When Dearth finally graced us with his presence he was still angry.
I was still not sorry.
NOTE: Above is a good picture of Dearth. I would feel bad just posting the others.
Thursday, December 18, 2008
We adopted her when another family was unable to keep her. She is a Ragdoll and quite beautiful. When Athena arrived it took her less than 24 hours to take over our little townhouse and secure a permanent niche in our family.
She tends to be shy and will only come out when all is calm. Do not be fooled by this. When it is quiet she will come out. If there is company then she will jump into the lap of the most unlikely person. This person may be a child or a cat hater. She will make herself comfortable and look at her victim disdainfully until they pet her. Most of the victims will sit in shock for a minute because they are afraid of frightening her off.
Athena has claimed another follower. Children are especially enamored by her attention and even the most rowdy child will sit quietly while Athena demands their attention.
When there is no company around Athena reverts to her majestic self. If you are sitting then she will jump into your lap. If it is Debra than Athena just jumps into her lap and demands attention. If I am the target Athena will sit on the floor and stare at me until I put the foot rest out. She waits for me to put my legs out and then plops down in between them. If Dearth is in the chair she will squeeze herself between an armrest and his leg. This is actually pretty funny because Dearth ends up sitting at a slight angle with most of his weight resting on one hip or the other. Once Athena has reached the correct level of comfort she expects to be touched. If you are not quick enough then you will get “the look”. Do not make her speak to you. She will meow until you do touch her.
The best part about Athena is that she is very docile. This is typical of the Ragdoll breed. Athena is fully armed. She has a healthy set of teeth and all of her claws. When I play with her she will get frisky and wrap my arm up with her front paws and teeth. She will even kick with her back feet. Athena had never drawn blood from me while playing like this. If I had done this with my last cat I would have pulled back a bloody nub (and she was declawed).
I love dogs, but they require a lot more attention than cats. They must be walked and cleaned up after. I do not like walking after a dog and picking up the poop in a plastic bag that happens to be wrapped around my hand. Ew. Cats are a little easier to care for (in my opinion). They demand less attention than the average dog and they use the kitty litter. Anyone who says that cats have no personality has never had a cat, or never paid it enough attention to find out.
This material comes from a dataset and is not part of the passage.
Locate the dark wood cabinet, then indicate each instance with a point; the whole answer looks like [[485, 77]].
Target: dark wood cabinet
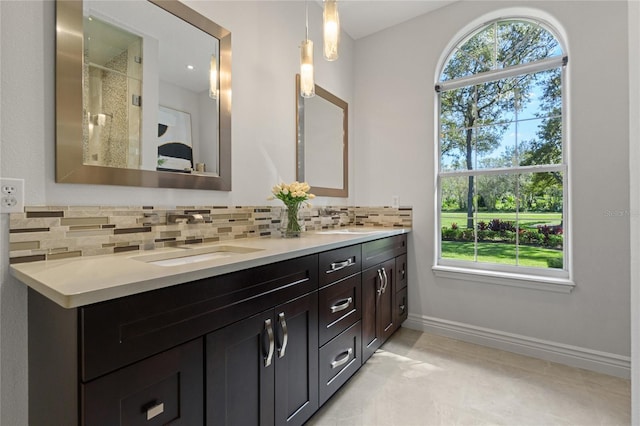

Tuesday, December 16, 2008
This morning Debra wakes me up and asks if I want to take Dearth to work or if I want her to do it. This is female for "please get your sleepy ass out of bed and take your teenager to school". I would cheerfully let her drive him if I did not want to sleep on the floor for a month.
This weekend may be the time for a life lesson. I think I will wake Dearth up about 2am and have him go down stairs to do the dishes. I will make him stay up for about 40 minutes and then send him back to bed. I think that will give him an idea of what it is like for us.
Monday, December 15, 2008
On December 14, 2008 I had an adventure. John had an ordeal.
2. The ignition switch should be set to the off position after the engine is cut. It will drain the batteries if you don’t.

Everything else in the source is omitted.